ポールは子どもの頃から典型的ないじめられっ子だったが、「オペラ歌手になる」という夢があった。現実は大人になっても冴えないままの携帯電話ショップ店員だ。そんなポールにも恋人ができる。ジュルズ(アレクサンドラ・ローチ)はポールの夢を応援し、イタリア・ヴェニスへのオペラ留学を決意させる。
留学先の学校で才能を認められたポールは、世界三大テノールの一人、パヴァロッティの前で歌うチャンスを得る。しかし、自信が持てないポールは緊張でうまく歌えない。パヴァロッティに「君はオペラ歌手にはなれない」と言い渡されてしまい失意のまま帰国する。ジェルズとの連絡も絶ち、父親が務める溶接工場に入社したが、当然ながらすぐやめてしまう。
まったくいただけないテレビ映像の使い回し
そんな冴えないポールがいかにして世界的なオペラ歌手になったか。歌唱部分はすべてポール・ポッツ本人が吹き替えしているので、迫力のある美声に酔いしれることができる。ポール役のジェームズ・コーデンもオペラの歌唱法を勉強したようで、吹き替えと動きに違和感がない。

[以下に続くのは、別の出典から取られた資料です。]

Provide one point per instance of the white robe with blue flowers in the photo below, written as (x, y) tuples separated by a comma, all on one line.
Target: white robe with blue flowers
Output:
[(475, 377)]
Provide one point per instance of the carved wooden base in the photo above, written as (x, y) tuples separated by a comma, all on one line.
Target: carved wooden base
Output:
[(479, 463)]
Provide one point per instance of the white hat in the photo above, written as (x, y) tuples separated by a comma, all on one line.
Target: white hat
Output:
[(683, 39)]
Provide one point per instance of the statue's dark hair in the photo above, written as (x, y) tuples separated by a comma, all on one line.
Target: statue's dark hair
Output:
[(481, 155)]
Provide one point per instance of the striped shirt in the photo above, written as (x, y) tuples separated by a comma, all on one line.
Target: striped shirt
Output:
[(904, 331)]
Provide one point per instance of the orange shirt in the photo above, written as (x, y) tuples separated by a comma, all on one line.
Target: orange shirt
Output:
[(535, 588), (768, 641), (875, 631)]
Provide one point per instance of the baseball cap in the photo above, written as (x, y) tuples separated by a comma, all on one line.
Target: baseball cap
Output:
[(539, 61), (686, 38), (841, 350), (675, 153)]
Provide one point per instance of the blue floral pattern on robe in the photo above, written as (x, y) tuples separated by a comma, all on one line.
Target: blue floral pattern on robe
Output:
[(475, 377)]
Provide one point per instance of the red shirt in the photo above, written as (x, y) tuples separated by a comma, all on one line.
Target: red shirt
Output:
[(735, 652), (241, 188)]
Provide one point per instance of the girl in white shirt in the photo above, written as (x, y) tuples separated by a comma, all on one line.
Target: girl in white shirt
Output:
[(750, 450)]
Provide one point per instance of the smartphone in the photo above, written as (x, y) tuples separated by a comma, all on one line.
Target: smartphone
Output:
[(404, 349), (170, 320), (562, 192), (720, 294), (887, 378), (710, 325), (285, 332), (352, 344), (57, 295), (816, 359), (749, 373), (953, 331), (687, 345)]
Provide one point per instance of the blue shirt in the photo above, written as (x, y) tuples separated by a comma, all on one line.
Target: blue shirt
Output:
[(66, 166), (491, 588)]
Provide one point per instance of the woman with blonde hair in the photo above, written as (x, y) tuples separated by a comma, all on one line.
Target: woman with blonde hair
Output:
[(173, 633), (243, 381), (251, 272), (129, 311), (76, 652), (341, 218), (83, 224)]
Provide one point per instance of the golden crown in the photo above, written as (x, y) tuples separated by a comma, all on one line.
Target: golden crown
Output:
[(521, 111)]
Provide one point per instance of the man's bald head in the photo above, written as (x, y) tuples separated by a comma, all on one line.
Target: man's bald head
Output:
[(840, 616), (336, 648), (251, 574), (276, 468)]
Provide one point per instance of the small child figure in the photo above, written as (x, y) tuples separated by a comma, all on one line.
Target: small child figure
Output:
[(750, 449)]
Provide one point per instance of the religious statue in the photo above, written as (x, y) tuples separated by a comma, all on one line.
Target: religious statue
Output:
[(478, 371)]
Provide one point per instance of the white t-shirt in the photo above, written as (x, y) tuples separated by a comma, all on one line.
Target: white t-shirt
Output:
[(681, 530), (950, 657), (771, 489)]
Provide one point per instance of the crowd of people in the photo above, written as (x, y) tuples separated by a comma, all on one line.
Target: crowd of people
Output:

ただ、幼少期からオーディション番組に出演するまでのエピソードを単に羅列しているだけのようなストーリーは退屈だった。山場であるはずのオーディション場面も予選までしか描かれず、辛口で有名な審査員側の映像は実際のてれび番組の映像を使用しているため、何とも不自然なのである。映画とテレビの画作りは全く別のものであり、テレビ番組のカットをそのまま映画に流用するときは、はっきりとした狙いがなければならないと思う。「予算がなくなったからこれでいこうか」くらいの安易な考えでやってしまったのではないだろうか。最も大切なシーンだからこそ、純粋な映画の力で描き切って欲しかった。